Surprisingly, Nikon sold a few additional ILC units in the quarter compared to last year (720,000 versus 710,000). Nikon indicated that this was partly due to increased "marketing" in the US, which I take to mean the discounting they've been doing. Likewise, lens sales were slightly up year-to-year. Compact camera sales were down by 8%, overall revenue down by 3.7%, and profit down by 24.7%.
So the story isn't changing.
For the full fiscal year Nikon is predicting Imaging sales down 10% and profits up 9.9%. They're predicting a 23.6% market share in ILC (DSLR and mirrorless), a 20.5% market share in lenses, and a 22% market share in compacts.
Reading between the tea leaves in Nikon's statements, we won't be getting a new mirrorless system before April 2018: the unit forecasts just don't support anything but more of the same DSLR iteration. What you can see in the forecast is the D850 ;~). Revenue and unit volume down but profit up. As the Japanese companies like to say, "shift focus to high value-add products."
Meanwhile, news in the rest of the camera industry is a bit less bleak. Here's the first half numbers for ILC units:
Personally, I've started using trailing year as a better indicator of where we are, and here's that graphed:
Mirrorless is having its best year ever (at least since CIPA has tracked it as a separate category). Meanwhile, DSLRs are only down about 5% this year. But there are other little telltale signs in the numbers. Mirrorless dollar value has been going up, too, while DSLR dollar values have been going down. Mirrorless is now up to a bit more than one-third the ILC category at 36.2% of units. We also may have the first year of increased ILC unit volume since 2012, though that will depend a lot upon how the second half of the year shapes up.
Now put the two things together: Nikon financials and CIPA information. Nikon's market share is down 10 points from its traditional spot in ILC. Mirrorless has gone from 20% of the ILC market five years ago to 36% now. Nikon doesn't have a viable mirrorless system (Canon does, which is probably why it isn't losing market share). Simple conclusion: Nikon management fumbled, big time.

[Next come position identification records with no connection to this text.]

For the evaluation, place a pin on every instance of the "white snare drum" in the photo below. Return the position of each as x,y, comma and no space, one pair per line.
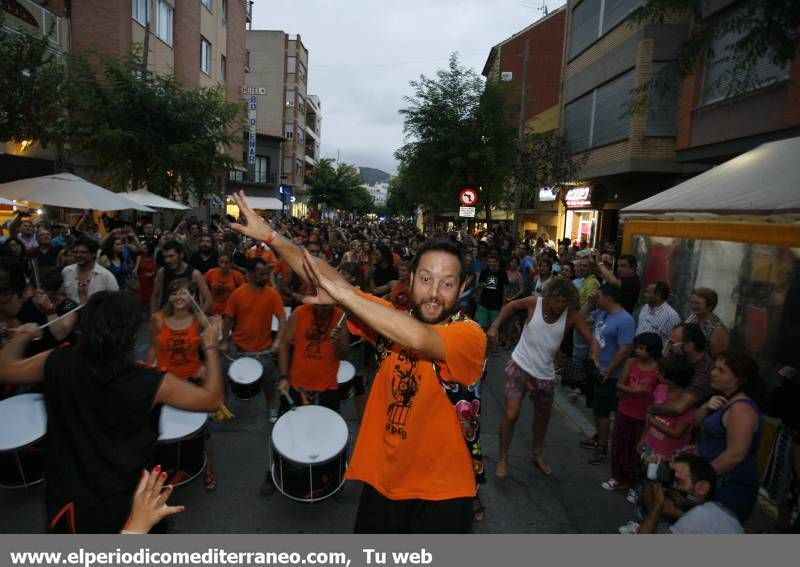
344,377
309,453
245,374
181,448
22,440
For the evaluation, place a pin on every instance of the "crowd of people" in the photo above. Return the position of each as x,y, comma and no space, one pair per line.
417,314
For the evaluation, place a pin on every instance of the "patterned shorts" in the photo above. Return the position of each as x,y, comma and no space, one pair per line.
518,382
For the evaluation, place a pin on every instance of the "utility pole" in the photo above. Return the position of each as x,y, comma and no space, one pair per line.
523,105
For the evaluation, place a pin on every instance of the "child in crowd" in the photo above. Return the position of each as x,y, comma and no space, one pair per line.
637,382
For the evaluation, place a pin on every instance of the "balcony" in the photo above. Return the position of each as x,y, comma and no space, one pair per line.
244,177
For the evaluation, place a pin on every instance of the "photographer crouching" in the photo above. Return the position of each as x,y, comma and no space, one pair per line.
683,491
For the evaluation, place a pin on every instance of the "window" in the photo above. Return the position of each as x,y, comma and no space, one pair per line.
164,22
591,19
720,81
205,56
139,11
261,171
600,116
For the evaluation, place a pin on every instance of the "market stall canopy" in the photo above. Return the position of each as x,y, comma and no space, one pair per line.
761,182
10,203
148,199
263,203
70,191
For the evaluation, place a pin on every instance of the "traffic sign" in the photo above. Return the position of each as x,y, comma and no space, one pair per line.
466,212
468,197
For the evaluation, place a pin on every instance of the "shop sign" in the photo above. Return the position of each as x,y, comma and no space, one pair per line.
579,197
547,194
468,212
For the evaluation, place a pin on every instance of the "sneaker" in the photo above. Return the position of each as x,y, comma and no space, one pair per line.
629,528
599,456
613,484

The good news is that the game isn't nearly over. At current trends, a solid Nikon mirrorless system introduced by Photokina 2018 should turn market share back towards Nikon some. But not as much as it would have if they had been as quick as Canon to address mirrorless seriously. For a company that gets 53.4% of its revenue from cameras, you'd think that they'd be a bit better at understanding where they need to be in the camera market.